Characterization of intact monoclonal antibody with microfluidic chip electrophoresis mass spectrometry

Importance of Topic

The structural microheterogeneity of therapeutic monoclonal antibodies is critical for their safety and efficacy in biopharmaceutical production.
Charge variants such as lysine clipping and deamidation, as well as diverse glycoforms, must be characterized rapidly and accurately.

Objectives and Study Overview

This study aimed to develop a fast intact protein method to separate and identify multiple proteoforms of the NIST reference monoclonal antibody RM 8671.
The approach couples microfluidic capillary electrophoresis with high-resolution mass spectrometry to resolve charge and glycosylation variants within minutes.

Methodology and Instrumentation

The NISTmAb was analyzed without desalting at 0.5 μg/μL in 0.2 % acetic acid/10 % IPA (pH 3.17).
Microfluidic CE separation was performed on a ZipChip device (22 cm channel) with 20 kV separation voltage and 2 kV nano-ESI.
Mass detection used a Thermo Scientific Q Exactive BioPharma Orbitrap mass spectrometer under mild denaturing conditions (m/z 2500–6000, 6 scans/sec, in-source CID 100 eV).
Data deconvolution and proteoform assignment employed Thermo’s BioPharma Finder software with the ReSpect algorithm.

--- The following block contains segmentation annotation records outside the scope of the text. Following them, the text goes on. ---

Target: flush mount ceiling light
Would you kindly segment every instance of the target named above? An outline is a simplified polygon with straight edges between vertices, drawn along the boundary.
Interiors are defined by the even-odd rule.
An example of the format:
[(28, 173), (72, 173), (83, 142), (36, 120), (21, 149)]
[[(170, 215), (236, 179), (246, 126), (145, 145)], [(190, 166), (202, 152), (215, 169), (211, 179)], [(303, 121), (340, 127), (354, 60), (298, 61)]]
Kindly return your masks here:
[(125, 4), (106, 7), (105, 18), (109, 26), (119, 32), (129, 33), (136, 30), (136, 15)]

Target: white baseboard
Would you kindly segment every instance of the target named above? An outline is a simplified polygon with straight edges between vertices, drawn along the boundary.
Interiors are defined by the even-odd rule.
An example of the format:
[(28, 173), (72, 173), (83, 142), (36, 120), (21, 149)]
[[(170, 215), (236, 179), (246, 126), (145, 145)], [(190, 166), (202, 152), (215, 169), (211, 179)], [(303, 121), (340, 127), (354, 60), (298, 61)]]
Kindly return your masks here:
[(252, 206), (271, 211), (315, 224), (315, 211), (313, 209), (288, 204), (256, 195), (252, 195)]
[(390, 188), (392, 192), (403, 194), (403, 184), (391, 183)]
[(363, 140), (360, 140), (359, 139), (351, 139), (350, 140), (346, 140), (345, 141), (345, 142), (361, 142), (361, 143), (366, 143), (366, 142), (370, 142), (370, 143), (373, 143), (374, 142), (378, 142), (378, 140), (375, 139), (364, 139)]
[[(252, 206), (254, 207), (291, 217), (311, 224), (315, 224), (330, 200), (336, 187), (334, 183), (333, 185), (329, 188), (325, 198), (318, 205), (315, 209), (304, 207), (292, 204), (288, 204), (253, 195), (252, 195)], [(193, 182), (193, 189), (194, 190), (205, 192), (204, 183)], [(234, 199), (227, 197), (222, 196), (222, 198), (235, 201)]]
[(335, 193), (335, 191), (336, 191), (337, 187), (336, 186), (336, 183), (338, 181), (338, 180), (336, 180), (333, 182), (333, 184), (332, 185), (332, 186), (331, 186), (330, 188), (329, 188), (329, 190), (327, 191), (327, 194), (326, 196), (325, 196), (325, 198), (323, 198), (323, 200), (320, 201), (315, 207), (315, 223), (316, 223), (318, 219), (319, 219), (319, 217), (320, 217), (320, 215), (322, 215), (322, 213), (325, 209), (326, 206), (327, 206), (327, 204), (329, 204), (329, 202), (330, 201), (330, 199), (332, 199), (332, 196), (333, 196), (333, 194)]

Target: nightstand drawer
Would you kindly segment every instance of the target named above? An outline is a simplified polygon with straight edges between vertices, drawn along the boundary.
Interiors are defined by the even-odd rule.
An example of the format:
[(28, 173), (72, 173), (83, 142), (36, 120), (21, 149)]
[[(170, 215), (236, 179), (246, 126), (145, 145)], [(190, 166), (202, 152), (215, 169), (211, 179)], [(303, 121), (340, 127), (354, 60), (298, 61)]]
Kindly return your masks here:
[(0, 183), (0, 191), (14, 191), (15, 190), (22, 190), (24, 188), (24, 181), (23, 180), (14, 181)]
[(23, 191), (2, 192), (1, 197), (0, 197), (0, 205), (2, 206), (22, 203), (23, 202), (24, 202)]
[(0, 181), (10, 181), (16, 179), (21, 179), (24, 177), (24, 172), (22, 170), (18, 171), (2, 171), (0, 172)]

Main Results and Discussion

Microfluidic CE-MS achieved baseline separation of 0, 1, and 2 C-terminal lysine variants of the intact mAb in under four minutes.
Five dominant glycoforms (G0F/G0F, G0F/G1F, G1F/G1F, G1F/G2F, and G2F/G2F) were identified for each lysine state, along with minor 1–2 lysine adducted glycoforms.
Deconvoluted masses matched theoretical values within <10 ppm for major forms and up to ~29 ppm for low-abundance species.
The method delivered three orders of magnitude dynamic range and captured >90 % of known NISTmAb proteoforms.

Benefits and Practical Applications of the Method

Ultrafast intact mAb profiling reduces analysis time and simplifies sample preparation by eliminating desalting steps.
The high resolution of microfluidic CE and Orbitrap MS enables simultaneous charge and glycoform mapping in a single run.
This workflow supports quality control and comparability studies in biopharma, facilitating batch release and biosimilar assessment.

Future Trends and Potential Applications

Integration of microfluidic CE-MS with automation and bioinformatics will further accelerate biotherapeutic characterization.
Advances in higher-throughput CE chips and real-time data processing may extend this approach to multispecific antibodies and ADCs.
Combining intact and subunit analyses in a unified platform could enhance structural insight into complex protein modalities.

Conclusion

The combination of high-field microfluidic CE separation and high-resolution Orbitrap MS provides a rapid, robust platform for intact mAb heterogeneity analysis.
This method resolves C-terminal lysine variants and glycoforms within minutes, achieving comprehensive proteoform coverage and supporting critical biopharmaceutical workflows.

Reference

• Schiel JE, Davis DL, Borisov OV. State-of-the-Art and Emerging Technologies for Therapeutic Monoclonal Antibody Characterization: The NISTmAb Case Study. ACS 2015.
• Redman EA, Mellors JS, Starkey JA, Ramsey MH. Characterization of Intact Antibody Drug Conjugate Variants Using Microfluidic Capillary Electrophoresis-Mass Spectrometry. Anal Chem. 2016;88(4):2220–6.